Saturday, December 15, 2007

Common Ground - Raj Verma

What’s Your “Presidential Test”


For some, the principal litmus test for their selection for President is a candidate’s view on abortion. For others, their selection of President is contingent on a candidate’s moral values and/or executive experience. What we look for in a Presidential candidate is worth big money. Political strategists on each campaign staff are aggressively trying to understand what the public wants in a Presidential candidate, and are investing huge amounts of dollars to identify the most desirable Presidential qualities.

The science of decision-making and sociology are highly complex and variable. A multi-disciplinary model, one which includes economics, political science, and psychology, helps strategists understand how people come to make decisions. The common denominator is the study of human behavior and decision-making—precisely what political strategists, pundits, and commentators are assessing in a highly complex matrix. With that in mind, what factors do you take into consideration when choosing the candidate of your choice? Here is my generic ‘Presidential Test’ for you to consider. The test attempts to identify the strong qualities of a candidate given the current social and political condition of the country. The five-step test should be applied in sequential order and considers each candidate outside of his party or political persuasion. Of course, there can be plenty of other tests applied—can you think of any? The strategists and pundits are listening!

1) Which Presidential candidate offers the most convincing evidence and opinion of the condition of our country today?

2) Which Presidential candidate offers the best vision of where our country is headed, or where he/she would like the country to go?

3) Has the candidate delivered on a vision he/she presents, in his/her current job or in a former position?

4) Does the candidate offer any ‘value-added’ agenda or scheme that separates him/her from other candidates in relation to how the candidate addresses foreign policy?

5) Has the candidate left his/her current position in a better position than when he/she first entered the position? i.e. if a candidate is currently a senator or governor, how has the senator’s district fared, or governor’s state progressed over the course of the candidate’s term?

Given these five tests for a good President, who comes out on top? Which candidate is your winner at this time?





Raj Verma, JD/MPA
Blog Contributor

Raj Verma is the President of the Future Leaders Council for USINPAC. He currently resides in Washington DC.



2 comments:

Kelef said...

I think Mr. Verma makes this a bit more complicated than necessary. I'd say a litmus test, by definition, is a make or break issue that determines if you can support a candidate.

A candidate may generally do great on Mr. Verma's 5 point test, but have one position that is contrary to my core beliefs. That is a litmus test, and if they fail, I will not support them, even if they are otherwise great, even if it breaks my heart.

I think the Indian American Community needs to focus more on developing some gut check litmus tests. Other communities have them - abortion rights is central for many liberals, taxes are central to conservatives. For many members of the Jewish community, support for a strong US-Israel is a touchstone.

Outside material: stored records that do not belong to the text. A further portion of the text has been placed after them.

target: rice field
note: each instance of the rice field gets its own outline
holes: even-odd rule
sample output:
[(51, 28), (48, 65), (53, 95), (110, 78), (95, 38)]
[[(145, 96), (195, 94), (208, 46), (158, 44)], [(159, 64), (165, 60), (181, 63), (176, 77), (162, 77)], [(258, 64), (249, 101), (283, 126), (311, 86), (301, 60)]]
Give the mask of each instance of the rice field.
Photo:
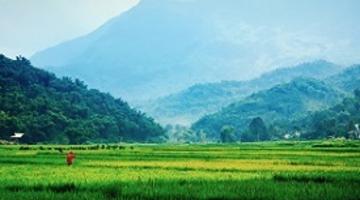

I believe the Indian American community dilutes its clout by not working to coalesce around some litmus test issues.

I believe the US relation to Pakistan is a prime candidate for such a test. Many Indian Americans are well aware of the dangers of a radical Pakistan, supporting terrorism. This is a real threat to our long term security as Americans. The community has an obligation to press candidates on this important issue and hold them accountable.

Raj Verma said...

Thanks for your comment Kelef. To your point on a litmus test, I was simply referring to the fact that some people select their candidate based on a single policy/issue test. So your definition and response is correct. I agree with you. Second, I offer my 5-point test to fully evaluate a candidate's leadership ability purposely outside of any political persuasion. The test evaluates analytics (test 1), vision (test 2) general experience (test 3), foreign policy experience (test 4), and integrity/reliability (test 5). Generally, although people may not employ a complicated or multi-fold test overtly, they think about these issues in their head, either consciously or subconsiously.

To your point on the fact that the Indian-American community should focus on a gut check litmus test, what tests are you thinking of? Because of the enourmous diversity of our community, I don't think you can identify even a few single issues that represent the community's view. Even more, this may be a good thing.